Liputan6.com, Mosul - Saat pertama kali melihat foto ini, tak ada yang mencurigakan. Gambar yang diambil di Mosul, memperlihatkan seorang perempuan menggendong bayinya sambil membawa tas.
Namun, jika diperhatikan lebih lanjut, jari di tangan kanan yang membawa tas ternyata memegang sebuah detonator, yang tak lama kemudian ia pencet untuk diledakkan.

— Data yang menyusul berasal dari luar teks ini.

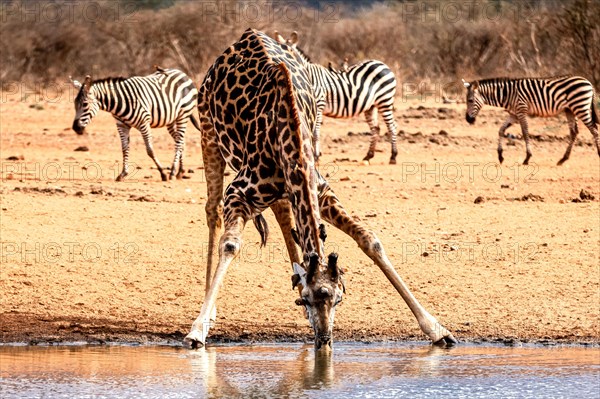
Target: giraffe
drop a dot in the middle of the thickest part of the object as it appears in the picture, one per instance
(257, 113)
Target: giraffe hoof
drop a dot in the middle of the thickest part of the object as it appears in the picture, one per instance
(194, 340)
(446, 341)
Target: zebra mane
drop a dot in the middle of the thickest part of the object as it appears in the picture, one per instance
(302, 53)
(504, 79)
(109, 80)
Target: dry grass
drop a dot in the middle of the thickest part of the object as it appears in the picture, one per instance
(422, 41)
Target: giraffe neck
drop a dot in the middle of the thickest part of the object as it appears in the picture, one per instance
(299, 168)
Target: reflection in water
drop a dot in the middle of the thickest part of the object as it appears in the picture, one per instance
(284, 370)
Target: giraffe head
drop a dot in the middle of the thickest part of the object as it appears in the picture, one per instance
(86, 105)
(474, 100)
(322, 290)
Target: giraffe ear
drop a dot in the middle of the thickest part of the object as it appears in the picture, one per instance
(313, 267)
(279, 38)
(87, 83)
(322, 232)
(299, 276)
(295, 237)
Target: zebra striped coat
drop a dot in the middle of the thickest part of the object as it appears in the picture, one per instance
(165, 98)
(536, 97)
(367, 87)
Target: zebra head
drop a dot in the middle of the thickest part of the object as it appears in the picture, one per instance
(86, 105)
(474, 100)
(322, 291)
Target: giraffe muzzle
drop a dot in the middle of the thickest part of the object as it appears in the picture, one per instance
(323, 343)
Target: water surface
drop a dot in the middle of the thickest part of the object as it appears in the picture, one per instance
(394, 370)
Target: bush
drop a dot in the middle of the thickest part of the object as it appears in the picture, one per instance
(420, 41)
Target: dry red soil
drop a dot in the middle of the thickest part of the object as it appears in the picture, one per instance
(85, 258)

Momen itu tertangkap oleh TV Irak sebelum perempuan bomber ISIS itu -- bersama bayinya-- meledakkan diri dekat sejumlah tentara Irak. Demikian seperti dikutip dari Telegraph pada Senin (10/7/2017).
Advertisement
"Dia tampaknya mencoba mengaktifkan peledak bom rompinya yang tersembunyi di balik hijabnya saat melewati tentara. Namun, gagal hingga ia melewati mereka," kata juru kamera TV al-Mawsleya.

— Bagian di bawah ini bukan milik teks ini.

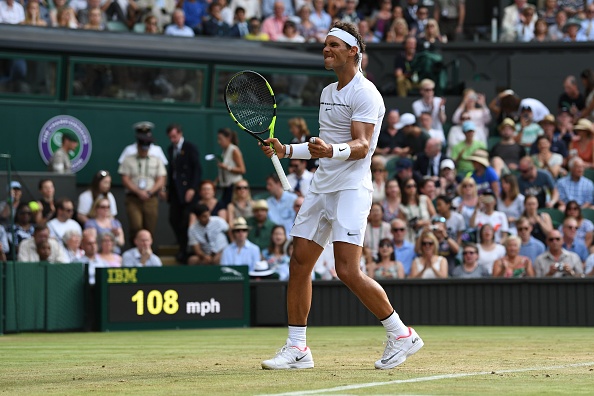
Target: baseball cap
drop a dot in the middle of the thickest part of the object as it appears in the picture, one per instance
(447, 163)
(403, 163)
(405, 120)
(468, 126)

Si bomber perempuan itu tewas bersama bayinya, sementara dua tentara dan belasan warga sipil lainnya terluka.
Stasiun TV tersebut telah merekam pertempuran antara tentara Irak dan militan ISIS. Mereka tidak menyadari apa yang mereka dapatkan di kamera sampai timnya meninjau rekaman tersebut.
ISIS terpojok di sebuah lapangan kecil kota Old City yang bersejarah. Menurut militer Irak, kota itu bisa dibebaskan pada kemudian hari.
"Kami melihat mereka telah terpojok dan kemenangan terakhir akan diumumkan," kata sejumlah televisi pemerintah Irak pada hari Sabtu, mengutip koresponden saluran tersebut yang disematkan oleh pasukan keamanan yang bertempur di Old City melawan ISIS, di sungai Tigris.
"Ini tinggal hitungan jam," kata TV itu.
Para militan telah menggunakan segala sesuatu di gudang senjata mereka untuk menangkis pasukan dalam pergolakan terakhir selama sembilan bulan.
Penggunaan bom bunuh diri wanita oleh ISIS dalam pertempuran, meski bukan yang baru, sangat langka dan menunjukkan keputusasaan kelompok tersebut.
Lebih dari 20 bomber bunuh diri wanita yang bersembunyi di antara warga sipil diyakini telah meledakkan bahan peledak dalam dua minggu terakhir.
Seorang jenderal mengklaim bahwa mereka bahkan menggunakan anak mereka sendiri sebagai tameng manusia.
"Para wanita nekat menggunakan anak mereka tepat di sampingnya," kata Letnan Jenderal Sami al-Aridi. "Ini membuat kita ragu untuk menggunakan serangan udara. Kalau bukan karena ini, kita bisa selesai hanya dalam beberapa jam saja."
Mencegah serangan yang dilakukan perempuan telah terbukti sulit. Budaya konservatif Irak secara sosial membuat tentara tidak bisa meminta wanita untuk mengangkat pakaian mereka untuk memeriksa bahan peledak seperti yang mereka lakukan pada pria.
Para "pengantin wanita" ISIS biasanya tinggal di rumah dan merawat anak-anak. Namun para ahli mengatakan, bahwa mereka kini menjadi lebih aktif dan ingin ikut serta dalam jihad setara dengan pria.
Dalam kunjungan baru-baru ini ke Mosul, warga sipil mengatakan kepada Telegraph, bahwa anggota ISIS perempuan sama brutalnya dengan pria.
"Saya lebih takut pada militan wanita daripada pria, mereka seperti binatang buas," kata Umm Omar.
Dia mengatakan, bahwa wanita di ISIS melayani sebagai hisba, atau petugas moralitas dan akan memastikan perempuan yang tinggal dalam apa yang disebut kekhalifahan mengikuti peraturan berpakaian ketat para militan. Umm mengklaim, bahwa ia melihat banyak para 'pengantin ISIS' yang dicambuk karena pelanggaran ringan.